If these books may be interpreted as Damian talking back to or at Schoon, there are other cases of talking with or alongside him. This book takes great pleasure in charting Schoon’s lifelong project to demolish the boundaries between high art and craft. Damian, too, has taken to this task, evident in another impressive range of craft-orientated titles to match those I just listed.

The arguments made in this book about the art world’s ignorant blindness to craft could really have come from the mouth of either man. Perhaps this is another form of reckoning with Schoon. It’s also worth noting that contemporary art’s recent rush to embrace craft is one of the reasons why Schoon’s work is feeling so pressing right now.

Damian has also continued to work directly on Schoon: various texts, the exhibitions Mudpool Modernism and Madness and Modernism: Schoon, Hattaway, Walters. The latter was especially important for surfacing the work and story of Rolfe Hattaway, patient at Avondale Hospital who was both empowered and exploited by Schoon. The exhibition threw out a very Schoon-like challenge to culture by asking how can we respectfully understand and deal with the legacy of Hattaway?

This still hasn’t really been addressed — until, I would argue, this book, which presents the fullest picture we have of Hattaway, the man, the artist and of this encounter with Schoon. Here the book offers another kind of reckoning: with Schoon, with Damian’s own earlier work on Schoon, and with the culture which both would likely argue often fails to do its work properly.

So, I guess I’m really saying enter Damian Skinner, biographer. Biography was a dirty word in those mid-90s art history days. I can’t imagine Damian at that time ever foreseeing himself writing a biography of Schoon. But, as he has put it, he came to the understanding that there was unfinished business. The bigger surprise was that this ultimate reckoning was going to take the form of a biography.

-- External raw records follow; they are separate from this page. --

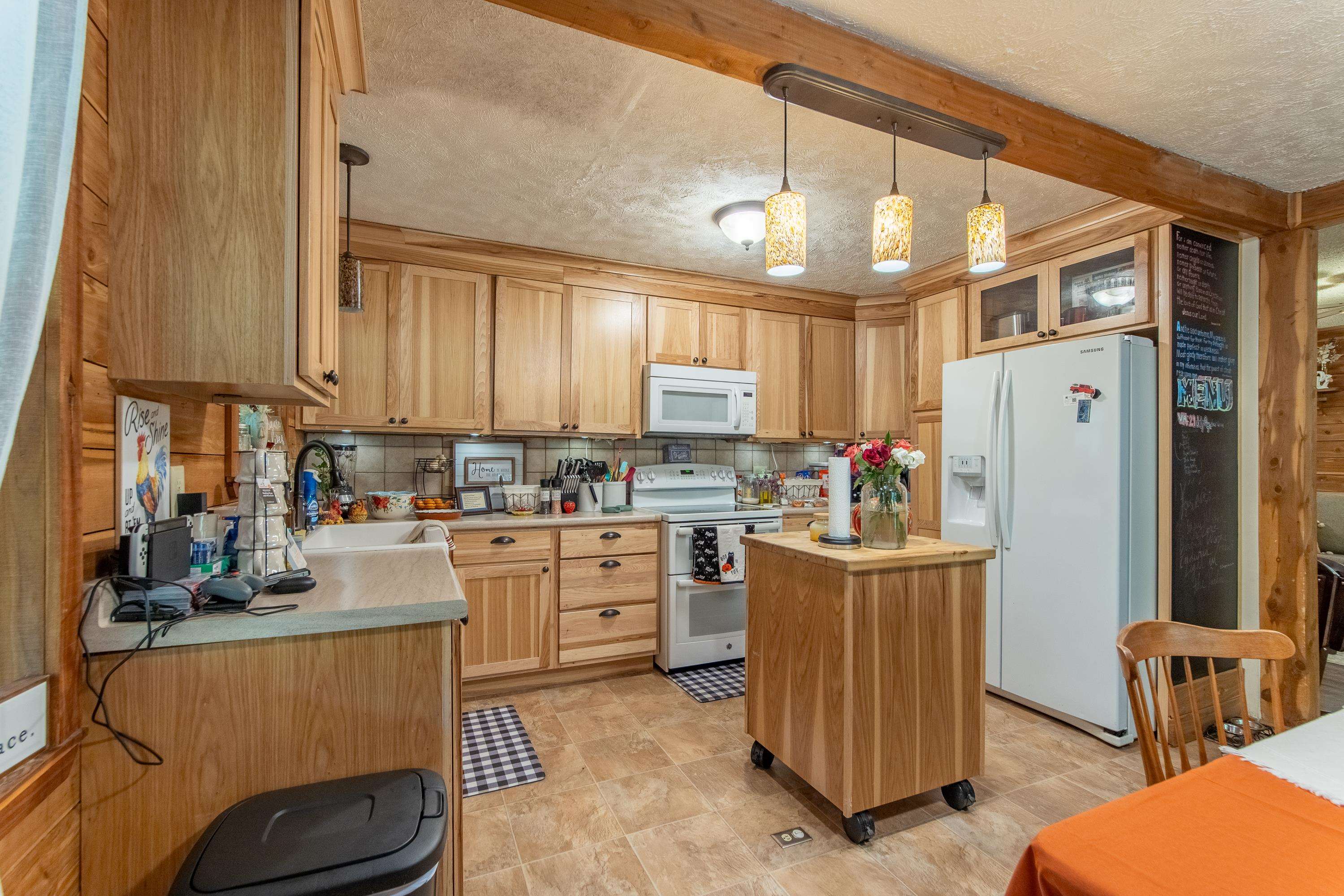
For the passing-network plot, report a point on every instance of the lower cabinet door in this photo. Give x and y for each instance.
(608, 633)
(511, 619)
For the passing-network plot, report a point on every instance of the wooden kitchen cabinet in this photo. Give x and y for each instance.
(926, 480)
(830, 387)
(774, 350)
(1010, 309)
(226, 273)
(699, 333)
(940, 324)
(419, 356)
(511, 619)
(882, 383)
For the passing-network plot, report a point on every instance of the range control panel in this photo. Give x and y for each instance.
(683, 476)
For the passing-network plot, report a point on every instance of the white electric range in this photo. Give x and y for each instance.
(698, 624)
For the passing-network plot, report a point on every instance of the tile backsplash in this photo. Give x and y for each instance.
(388, 461)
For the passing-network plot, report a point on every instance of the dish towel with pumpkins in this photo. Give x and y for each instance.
(717, 554)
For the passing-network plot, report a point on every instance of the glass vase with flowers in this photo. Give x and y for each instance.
(883, 502)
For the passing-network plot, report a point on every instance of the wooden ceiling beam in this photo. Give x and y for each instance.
(746, 38)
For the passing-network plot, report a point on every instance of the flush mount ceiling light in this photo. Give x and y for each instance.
(785, 221)
(351, 269)
(1113, 290)
(893, 225)
(987, 243)
(743, 222)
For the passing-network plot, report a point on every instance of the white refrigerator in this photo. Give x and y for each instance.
(1050, 456)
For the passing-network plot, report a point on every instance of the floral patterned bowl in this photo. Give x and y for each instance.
(390, 506)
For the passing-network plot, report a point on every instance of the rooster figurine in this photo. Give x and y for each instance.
(150, 487)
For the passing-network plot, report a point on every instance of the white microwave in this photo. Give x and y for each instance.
(698, 401)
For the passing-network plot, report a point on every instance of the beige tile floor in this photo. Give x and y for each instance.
(650, 793)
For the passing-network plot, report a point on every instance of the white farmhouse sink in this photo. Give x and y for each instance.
(369, 535)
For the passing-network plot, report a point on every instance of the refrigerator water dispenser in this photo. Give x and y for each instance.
(967, 489)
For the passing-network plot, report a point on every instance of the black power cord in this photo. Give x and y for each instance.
(134, 746)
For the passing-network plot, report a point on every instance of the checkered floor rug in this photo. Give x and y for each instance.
(713, 683)
(497, 751)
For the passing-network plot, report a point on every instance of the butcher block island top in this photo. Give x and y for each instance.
(918, 553)
(866, 670)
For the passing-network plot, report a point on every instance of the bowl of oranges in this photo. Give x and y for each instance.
(436, 508)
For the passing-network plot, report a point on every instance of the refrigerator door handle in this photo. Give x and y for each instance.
(992, 481)
(1003, 514)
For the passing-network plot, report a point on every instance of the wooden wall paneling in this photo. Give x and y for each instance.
(314, 708)
(746, 38)
(1287, 471)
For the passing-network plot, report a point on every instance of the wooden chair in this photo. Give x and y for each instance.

It’s fair to say that writing the biography had taken Damian out of his comfort zone as a writer, and equally takes the reader down some fascinating paths that have previously been little more than footnotes. The sections especially on Schoon’s two periods living in Java — firstly as a child, and secondly as a 20-year-old running a studio in Bandung, where he was under the sway of the artist Walter Spies and had the freedom to be an artist and a gay man as never before — and, he would probably argue ever since — are game changers in terms of understanding Schoon and the position he would come occupy here.

The book is full of new revelations and details that let us see Schoon afresh. This is a far richer, more nuanced, more complex Schoon than we have seen before — and for this, we have to acknowledge both subject (for an extraordinary life lived) and writer (an extraordinary life told). In a book that is in many ways about relationships: between families, between artists, between cultures, I think it’s only right that we acknowledge this one tonight.

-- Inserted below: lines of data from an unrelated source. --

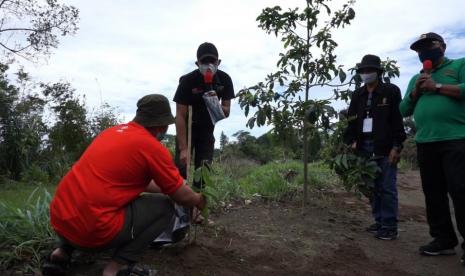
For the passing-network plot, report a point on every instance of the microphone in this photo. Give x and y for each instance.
(427, 66)
(208, 79)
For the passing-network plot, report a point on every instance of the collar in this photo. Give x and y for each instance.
(446, 62)
(364, 89)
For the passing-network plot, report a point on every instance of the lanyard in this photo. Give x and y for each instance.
(369, 104)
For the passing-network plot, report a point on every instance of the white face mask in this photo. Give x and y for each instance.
(203, 68)
(369, 78)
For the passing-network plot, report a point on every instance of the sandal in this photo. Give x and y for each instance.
(137, 270)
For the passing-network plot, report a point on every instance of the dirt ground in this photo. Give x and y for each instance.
(329, 239)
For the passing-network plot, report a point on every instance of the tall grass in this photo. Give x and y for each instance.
(273, 181)
(25, 231)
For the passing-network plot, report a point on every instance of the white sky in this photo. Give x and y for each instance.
(127, 49)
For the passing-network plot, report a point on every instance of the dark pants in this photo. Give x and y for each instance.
(384, 201)
(146, 218)
(203, 143)
(442, 170)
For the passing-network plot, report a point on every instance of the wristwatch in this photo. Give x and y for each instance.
(438, 87)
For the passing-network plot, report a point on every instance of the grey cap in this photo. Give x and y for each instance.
(154, 110)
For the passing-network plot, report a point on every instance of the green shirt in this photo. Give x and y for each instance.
(438, 117)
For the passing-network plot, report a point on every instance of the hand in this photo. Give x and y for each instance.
(394, 157)
(183, 156)
(354, 145)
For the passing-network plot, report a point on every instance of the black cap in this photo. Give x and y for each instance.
(207, 49)
(370, 61)
(154, 110)
(428, 37)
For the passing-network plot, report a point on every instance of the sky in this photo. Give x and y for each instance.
(124, 50)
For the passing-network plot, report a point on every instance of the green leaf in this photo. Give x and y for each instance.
(342, 75)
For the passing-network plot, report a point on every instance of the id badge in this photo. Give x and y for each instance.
(367, 125)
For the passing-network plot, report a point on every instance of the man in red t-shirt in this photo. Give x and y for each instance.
(98, 204)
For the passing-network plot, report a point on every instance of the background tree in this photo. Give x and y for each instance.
(30, 28)
(283, 98)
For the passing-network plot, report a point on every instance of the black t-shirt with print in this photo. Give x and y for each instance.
(190, 90)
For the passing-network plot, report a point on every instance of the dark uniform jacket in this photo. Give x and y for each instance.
(388, 129)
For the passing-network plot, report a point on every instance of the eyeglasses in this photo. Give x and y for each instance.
(207, 60)
(427, 45)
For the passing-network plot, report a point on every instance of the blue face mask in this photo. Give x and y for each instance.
(432, 54)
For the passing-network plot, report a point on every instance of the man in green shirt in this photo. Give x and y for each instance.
(436, 99)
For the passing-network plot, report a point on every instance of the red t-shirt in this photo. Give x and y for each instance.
(89, 203)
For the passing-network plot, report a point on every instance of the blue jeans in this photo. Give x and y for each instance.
(384, 202)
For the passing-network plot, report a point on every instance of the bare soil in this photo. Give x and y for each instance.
(328, 239)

Another of my favourite quotes from the book is Schoon’s description of himself as being like ‘a cat sniffing out all corners of a strange warehouse’. That for me is close to a perfect explanation of the type of artist we need — now more than ever. I don’t want to insult Damian by calling him an alley cat, but it is fair to say that his work is led by similar drives to investigate, to seek out and go places others don’t dare to tread.

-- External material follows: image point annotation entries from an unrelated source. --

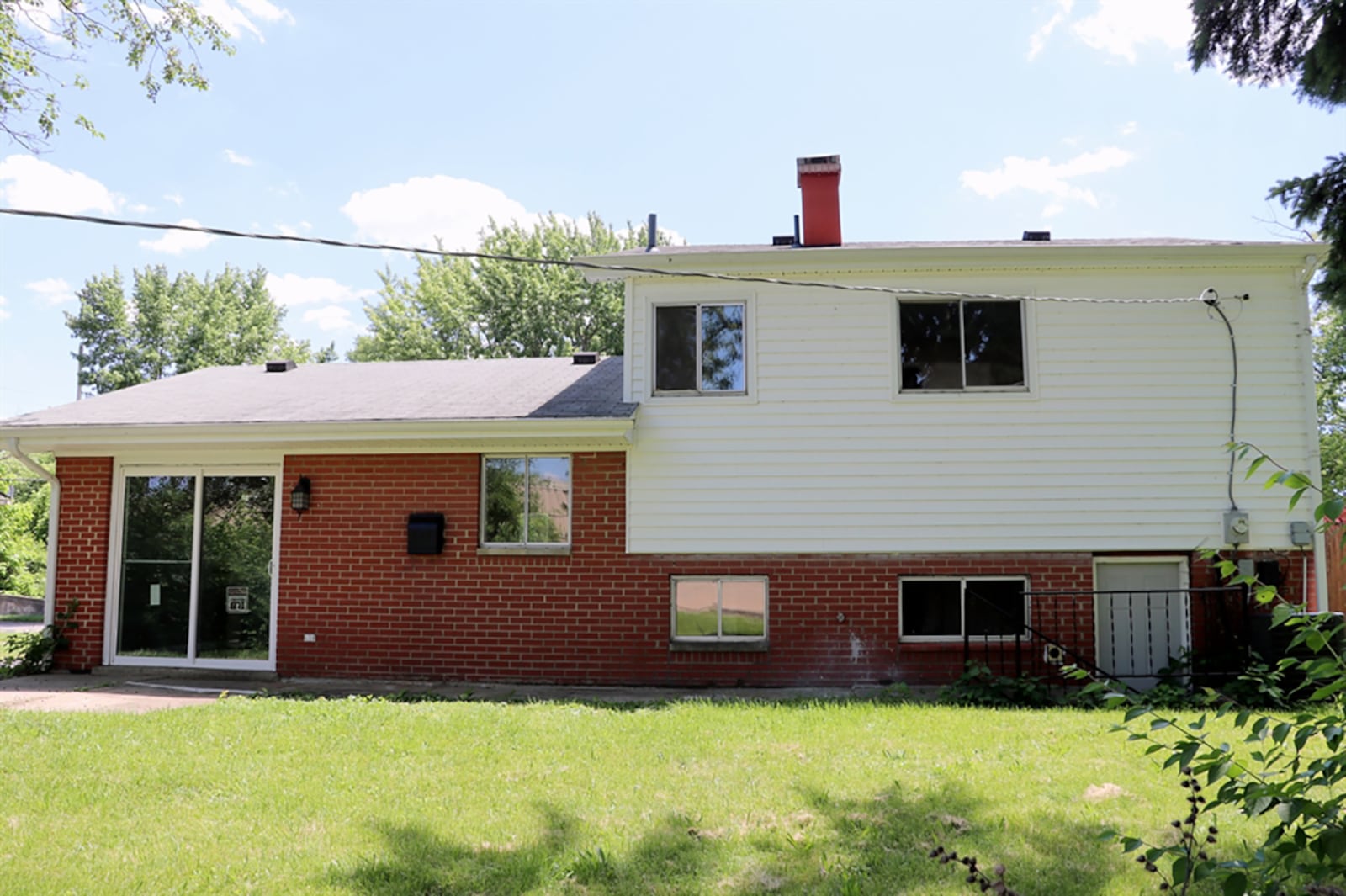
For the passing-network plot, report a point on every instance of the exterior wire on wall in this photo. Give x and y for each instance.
(590, 265)
(1211, 300)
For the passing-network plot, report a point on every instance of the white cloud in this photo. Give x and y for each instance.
(1119, 27)
(53, 291)
(27, 182)
(175, 242)
(330, 318)
(419, 210)
(236, 20)
(1040, 38)
(286, 231)
(1043, 177)
(293, 289)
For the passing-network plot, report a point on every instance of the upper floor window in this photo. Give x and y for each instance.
(525, 501)
(962, 345)
(699, 348)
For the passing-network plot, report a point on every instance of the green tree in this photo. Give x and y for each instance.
(1301, 40)
(1330, 379)
(489, 308)
(24, 529)
(38, 40)
(172, 326)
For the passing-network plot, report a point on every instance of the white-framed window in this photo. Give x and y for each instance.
(962, 345)
(719, 608)
(700, 348)
(525, 501)
(946, 608)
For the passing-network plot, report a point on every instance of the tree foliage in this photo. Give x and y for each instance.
(40, 36)
(1301, 40)
(24, 529)
(177, 325)
(1330, 379)
(489, 308)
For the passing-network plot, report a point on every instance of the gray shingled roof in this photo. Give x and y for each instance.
(1026, 245)
(407, 390)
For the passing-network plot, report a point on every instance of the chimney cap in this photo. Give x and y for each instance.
(819, 164)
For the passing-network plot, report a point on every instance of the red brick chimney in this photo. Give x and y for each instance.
(820, 179)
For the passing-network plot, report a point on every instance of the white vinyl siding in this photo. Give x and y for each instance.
(1117, 444)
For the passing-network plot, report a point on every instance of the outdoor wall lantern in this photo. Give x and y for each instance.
(302, 496)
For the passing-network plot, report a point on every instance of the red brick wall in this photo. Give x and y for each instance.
(598, 615)
(85, 521)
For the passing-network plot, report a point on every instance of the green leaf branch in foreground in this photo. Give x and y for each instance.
(44, 40)
(1290, 767)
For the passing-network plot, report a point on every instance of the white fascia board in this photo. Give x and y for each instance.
(340, 436)
(962, 258)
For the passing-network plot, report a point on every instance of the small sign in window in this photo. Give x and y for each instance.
(236, 599)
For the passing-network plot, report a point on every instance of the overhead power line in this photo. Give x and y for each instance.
(585, 265)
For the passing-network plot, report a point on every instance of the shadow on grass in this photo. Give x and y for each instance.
(832, 846)
(883, 846)
(421, 862)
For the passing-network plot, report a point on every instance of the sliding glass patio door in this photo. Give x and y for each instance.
(195, 581)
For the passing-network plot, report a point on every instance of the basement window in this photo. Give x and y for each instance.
(525, 501)
(962, 346)
(699, 348)
(729, 610)
(949, 608)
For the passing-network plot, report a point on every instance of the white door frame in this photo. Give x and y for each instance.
(1184, 584)
(112, 596)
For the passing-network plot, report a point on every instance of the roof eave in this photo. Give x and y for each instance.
(610, 433)
(1030, 256)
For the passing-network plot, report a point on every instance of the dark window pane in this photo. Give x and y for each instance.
(993, 335)
(722, 347)
(548, 501)
(995, 607)
(932, 353)
(675, 348)
(930, 608)
(504, 501)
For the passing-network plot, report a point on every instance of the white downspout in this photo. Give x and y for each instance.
(49, 604)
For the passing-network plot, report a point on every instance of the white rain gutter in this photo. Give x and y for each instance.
(49, 604)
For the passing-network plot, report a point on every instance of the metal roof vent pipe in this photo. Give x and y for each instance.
(820, 179)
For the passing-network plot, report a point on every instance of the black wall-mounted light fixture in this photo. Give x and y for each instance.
(302, 496)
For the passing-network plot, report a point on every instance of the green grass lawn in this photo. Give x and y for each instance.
(358, 797)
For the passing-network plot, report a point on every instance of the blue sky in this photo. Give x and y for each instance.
(411, 119)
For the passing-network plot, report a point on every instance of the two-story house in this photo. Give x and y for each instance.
(818, 462)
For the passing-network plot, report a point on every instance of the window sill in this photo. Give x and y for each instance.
(718, 646)
(551, 550)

It was this approach which first led him to Schoon, to much else and eventually to this book. If the rumour is true, this book may be Damian’s farewell letter not only to Theo Schoon but also to art writing. If this is the case, we are all privileged to be here this evening to celebrate the launch of this book and that long, tricky, and incredibly productive relationship between Theo Schoon and Damian Skinner that has brought it to life.